Most of the people who follow us or have heard us speak know that we have written a book. Those who have heard us talk about social capital, relationships and our six laws of connection frequently suggested we write a book to share in more detail how an individual or organziation could harness the power of social capital to become wildly successful. So, we did . We wrote a freaking book. I don’t know if it’s a great book. But, I think it’s a pretty damned good book and I know that the stuff in this book is real and that the advice we share works. But, as we have discovered, writing a book is just the beginning if you actually want anyone to read it. There’s a step called “publishing” a book that is pretty critical if you want your book to have any real meaning beyond providing a sense of accomplishment.
So, as I reflected about our quest to publish our book and the obstacles, setbacks and frustrations we have faced, I realized that there’s a good lesson in here that ties back to social capital. When we talk about social capital, we always share examples of the type of social capital that you might have access to through your network. Maybe you know a accountant who will give you free tax advice. Or, perhaps you know a woman who is a recruiter and always has great job leads to share.
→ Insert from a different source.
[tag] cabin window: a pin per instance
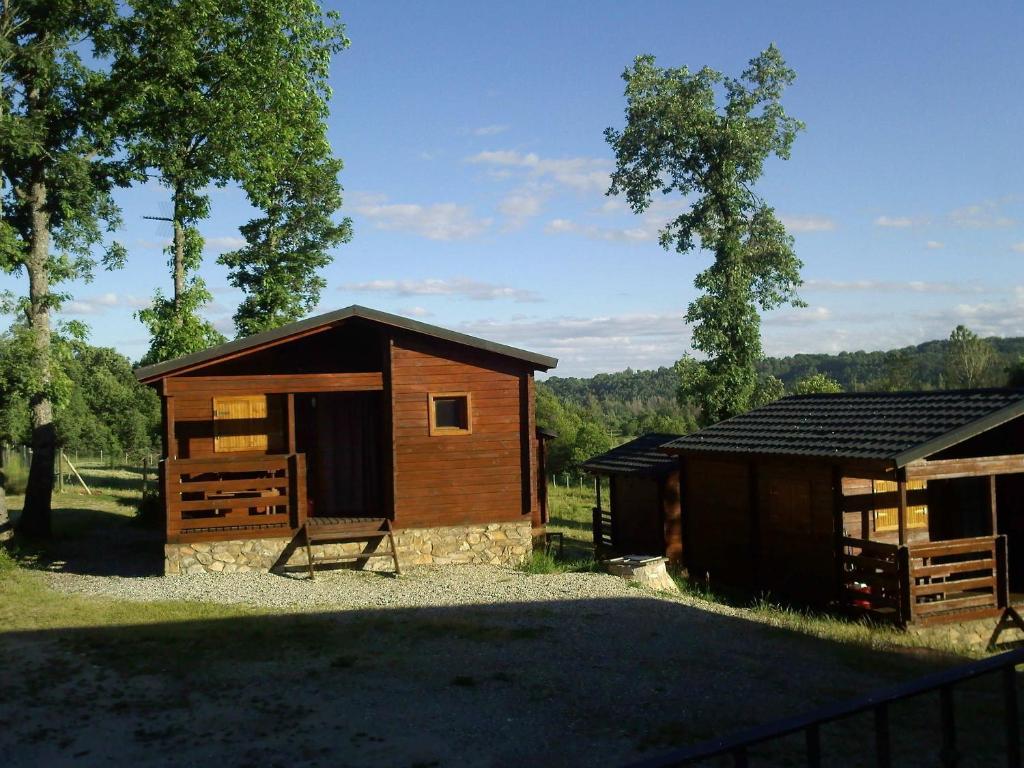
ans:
(887, 518)
(451, 413)
(240, 423)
Relationships with others can yield a lot of different kinds of value.
Our quest to publish a book revealed something about our networks which turned out to be pretty important. We both had large blind spots in our network when it came to connections within or related to the book publishing business. We didn’t know people at big publishers. We didn’t know people at small publishers. We didn’t know people who help authors self-publish. We had a blind spot. In our situation, our blind spot that wasn’t too critical until we decided to publish a book. But, may people have blind spots in far more critical areas. They may not have answers to important questions like:
- Who would you call if you lost your job?
- Who would you call if you needed urgent legal advice after hours?
Having a great network is really important. And blind spots in that network can be dangerous if they are in critical spots.
Our quest to publish a book also reminded me of a lesson that is a hard one to learn for a lot of people: It’s much easier to network with someone when you don’t need or expect anything from them. Ask anyone who’s been laid off suddenly and forced into networking to find a job. Relationships grow and develop better when they aren’t formed around a transaction (I need a job, you may know of one) but rather takes root in an authentic connection around a common interest or activity. The lesson many learn is that you must build your network before you need it.
We will publish a book soon. It is inevitable. Had we had the right social capital, it would probably be done by now.